I see a climb ahead of me, a long, rough road with hazards and hills…but it’s not defeating and it’s not scary—it’s exciting.
Driven is what people call girls like me to our faces.
Bossy is what people call girls like me behind our backs. Like it’s a bad thing.
Someday, they won’t be able to say it’s like a bad thing.
Because someday, I’ll be the boss.
When Regina’s parents show up about fifteen minutes after Karen, they take one look at my roommate’s still-unpacked boxes and shake their heads.
“I tried!” Regina says, her dark brows rising the way they do when she lies about stealing my last bag of pretzels. “But my French final was intense, and I needed to argue with the know-it-all in my class afterward about the second-to-last question.”

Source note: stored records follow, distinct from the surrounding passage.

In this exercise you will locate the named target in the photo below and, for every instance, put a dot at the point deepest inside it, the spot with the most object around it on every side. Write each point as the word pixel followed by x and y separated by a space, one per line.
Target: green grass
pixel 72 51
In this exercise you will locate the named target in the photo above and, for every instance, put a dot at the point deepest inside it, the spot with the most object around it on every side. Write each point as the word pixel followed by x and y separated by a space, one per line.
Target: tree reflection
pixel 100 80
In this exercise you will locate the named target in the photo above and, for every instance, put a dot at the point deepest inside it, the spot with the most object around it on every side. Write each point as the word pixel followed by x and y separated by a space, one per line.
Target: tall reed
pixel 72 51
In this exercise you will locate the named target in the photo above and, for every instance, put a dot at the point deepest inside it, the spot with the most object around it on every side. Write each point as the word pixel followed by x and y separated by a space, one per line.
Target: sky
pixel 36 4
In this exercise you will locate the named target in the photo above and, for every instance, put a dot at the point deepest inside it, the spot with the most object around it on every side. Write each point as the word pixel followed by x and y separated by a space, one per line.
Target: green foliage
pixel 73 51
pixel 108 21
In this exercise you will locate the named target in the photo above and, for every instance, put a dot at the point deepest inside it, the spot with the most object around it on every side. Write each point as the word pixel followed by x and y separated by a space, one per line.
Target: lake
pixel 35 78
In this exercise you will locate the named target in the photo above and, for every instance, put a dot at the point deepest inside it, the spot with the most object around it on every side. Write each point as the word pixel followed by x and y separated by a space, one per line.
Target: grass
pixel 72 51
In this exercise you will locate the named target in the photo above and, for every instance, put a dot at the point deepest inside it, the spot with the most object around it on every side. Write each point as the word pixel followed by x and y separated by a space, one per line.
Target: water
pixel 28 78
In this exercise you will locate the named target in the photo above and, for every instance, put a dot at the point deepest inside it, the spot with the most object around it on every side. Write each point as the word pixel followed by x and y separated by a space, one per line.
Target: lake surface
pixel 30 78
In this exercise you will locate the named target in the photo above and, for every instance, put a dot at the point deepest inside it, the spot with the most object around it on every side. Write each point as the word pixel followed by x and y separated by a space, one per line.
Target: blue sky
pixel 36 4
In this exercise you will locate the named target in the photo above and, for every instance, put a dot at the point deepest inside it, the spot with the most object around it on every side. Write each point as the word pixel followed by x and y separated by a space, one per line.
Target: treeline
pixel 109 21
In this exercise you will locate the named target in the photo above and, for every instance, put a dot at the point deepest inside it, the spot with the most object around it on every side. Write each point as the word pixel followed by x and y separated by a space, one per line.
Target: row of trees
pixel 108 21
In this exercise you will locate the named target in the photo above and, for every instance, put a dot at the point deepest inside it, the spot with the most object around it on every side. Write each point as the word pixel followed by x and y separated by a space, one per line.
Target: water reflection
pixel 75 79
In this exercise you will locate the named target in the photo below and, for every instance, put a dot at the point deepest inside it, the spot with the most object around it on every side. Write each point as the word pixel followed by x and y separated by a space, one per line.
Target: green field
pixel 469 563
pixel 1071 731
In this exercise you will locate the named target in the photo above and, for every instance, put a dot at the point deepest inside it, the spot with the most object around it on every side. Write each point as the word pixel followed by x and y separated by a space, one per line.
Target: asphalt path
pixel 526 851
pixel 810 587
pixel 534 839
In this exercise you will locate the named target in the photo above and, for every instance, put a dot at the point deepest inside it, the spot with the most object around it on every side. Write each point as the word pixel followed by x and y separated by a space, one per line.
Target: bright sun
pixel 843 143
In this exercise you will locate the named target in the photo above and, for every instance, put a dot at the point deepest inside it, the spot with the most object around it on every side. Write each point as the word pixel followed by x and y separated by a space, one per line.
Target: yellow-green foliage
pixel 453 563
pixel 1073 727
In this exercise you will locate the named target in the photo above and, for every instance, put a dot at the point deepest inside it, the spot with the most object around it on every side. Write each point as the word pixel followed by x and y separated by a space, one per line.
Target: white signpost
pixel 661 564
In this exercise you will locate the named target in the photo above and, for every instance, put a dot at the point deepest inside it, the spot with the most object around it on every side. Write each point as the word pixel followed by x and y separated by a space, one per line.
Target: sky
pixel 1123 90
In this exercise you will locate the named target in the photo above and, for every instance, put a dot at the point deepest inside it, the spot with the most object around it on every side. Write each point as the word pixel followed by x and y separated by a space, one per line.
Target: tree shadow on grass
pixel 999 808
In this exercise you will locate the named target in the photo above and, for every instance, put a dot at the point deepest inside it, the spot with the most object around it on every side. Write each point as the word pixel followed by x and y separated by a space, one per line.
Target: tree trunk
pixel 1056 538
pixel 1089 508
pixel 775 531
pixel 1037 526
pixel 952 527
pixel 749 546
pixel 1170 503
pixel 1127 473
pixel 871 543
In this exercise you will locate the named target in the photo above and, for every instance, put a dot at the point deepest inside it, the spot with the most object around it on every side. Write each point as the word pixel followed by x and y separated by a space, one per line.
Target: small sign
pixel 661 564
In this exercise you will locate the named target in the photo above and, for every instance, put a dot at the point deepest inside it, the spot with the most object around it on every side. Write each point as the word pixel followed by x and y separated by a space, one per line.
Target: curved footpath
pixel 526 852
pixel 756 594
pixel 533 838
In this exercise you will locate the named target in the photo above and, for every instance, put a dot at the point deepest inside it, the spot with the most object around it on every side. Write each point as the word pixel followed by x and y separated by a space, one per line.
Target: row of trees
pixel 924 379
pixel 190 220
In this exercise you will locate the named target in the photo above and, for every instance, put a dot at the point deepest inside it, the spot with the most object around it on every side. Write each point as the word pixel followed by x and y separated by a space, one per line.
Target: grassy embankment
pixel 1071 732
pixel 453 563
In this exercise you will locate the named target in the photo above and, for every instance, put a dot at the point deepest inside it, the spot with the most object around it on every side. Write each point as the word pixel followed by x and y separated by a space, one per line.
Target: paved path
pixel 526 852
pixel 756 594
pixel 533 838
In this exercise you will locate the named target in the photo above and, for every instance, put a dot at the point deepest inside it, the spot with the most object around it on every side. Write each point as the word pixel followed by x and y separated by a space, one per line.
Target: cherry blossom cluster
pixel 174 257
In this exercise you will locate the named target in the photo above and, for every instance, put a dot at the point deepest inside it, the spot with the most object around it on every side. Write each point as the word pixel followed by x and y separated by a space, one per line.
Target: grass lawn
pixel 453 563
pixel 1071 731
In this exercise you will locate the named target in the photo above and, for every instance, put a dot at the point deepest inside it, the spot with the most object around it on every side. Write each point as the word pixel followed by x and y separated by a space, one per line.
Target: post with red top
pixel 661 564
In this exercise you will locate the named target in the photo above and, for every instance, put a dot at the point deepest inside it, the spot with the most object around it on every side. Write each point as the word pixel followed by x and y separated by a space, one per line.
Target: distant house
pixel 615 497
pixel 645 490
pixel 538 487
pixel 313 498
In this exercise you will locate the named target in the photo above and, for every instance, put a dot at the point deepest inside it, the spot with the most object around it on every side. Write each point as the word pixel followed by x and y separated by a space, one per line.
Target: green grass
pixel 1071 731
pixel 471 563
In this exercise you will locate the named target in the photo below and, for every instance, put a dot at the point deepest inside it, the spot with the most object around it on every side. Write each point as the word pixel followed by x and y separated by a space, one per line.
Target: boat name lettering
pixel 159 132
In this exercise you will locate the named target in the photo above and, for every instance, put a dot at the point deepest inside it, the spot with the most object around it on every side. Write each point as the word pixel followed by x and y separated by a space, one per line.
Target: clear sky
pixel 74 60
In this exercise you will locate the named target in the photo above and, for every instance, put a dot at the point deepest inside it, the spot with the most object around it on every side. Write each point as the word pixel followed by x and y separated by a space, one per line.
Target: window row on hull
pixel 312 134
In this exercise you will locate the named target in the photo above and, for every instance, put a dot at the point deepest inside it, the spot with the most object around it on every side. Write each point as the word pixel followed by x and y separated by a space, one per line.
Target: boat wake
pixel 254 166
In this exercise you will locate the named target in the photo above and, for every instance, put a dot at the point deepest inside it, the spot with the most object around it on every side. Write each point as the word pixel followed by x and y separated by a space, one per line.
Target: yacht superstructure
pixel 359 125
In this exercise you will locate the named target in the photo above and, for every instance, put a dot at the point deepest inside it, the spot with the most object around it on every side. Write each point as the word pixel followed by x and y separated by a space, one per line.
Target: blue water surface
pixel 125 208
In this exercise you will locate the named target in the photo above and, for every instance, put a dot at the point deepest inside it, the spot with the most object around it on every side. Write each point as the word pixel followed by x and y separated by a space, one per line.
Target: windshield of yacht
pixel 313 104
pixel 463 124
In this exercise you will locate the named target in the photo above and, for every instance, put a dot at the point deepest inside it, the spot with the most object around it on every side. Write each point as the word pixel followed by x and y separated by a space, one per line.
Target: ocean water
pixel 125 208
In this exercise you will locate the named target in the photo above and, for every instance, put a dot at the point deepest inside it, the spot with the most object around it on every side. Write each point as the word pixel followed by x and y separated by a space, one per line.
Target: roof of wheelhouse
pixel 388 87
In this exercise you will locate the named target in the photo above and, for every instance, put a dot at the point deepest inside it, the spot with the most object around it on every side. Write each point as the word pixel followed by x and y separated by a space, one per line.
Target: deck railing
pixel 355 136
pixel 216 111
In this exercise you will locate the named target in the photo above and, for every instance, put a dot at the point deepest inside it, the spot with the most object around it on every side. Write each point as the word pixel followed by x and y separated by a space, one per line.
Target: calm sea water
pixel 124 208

I snort. The “know-it-all” in her French class was as into her as she was into him, but they were both in total denial. They got coffee six times over the last semester to conjugate verbs or something, and after each encounter, Regina came back to our dorm with this little kick in her step and a rant on her lips about whatever they’d debated that day and how he was so very wrong and why in the world did she let him draw her into these conversations.
“We’re going to take you to lunch and then we’ll help you deal with this,” Regina’s father says. “We’ll be downstairs waiting, sweetie. Claire, it was nice to see you.”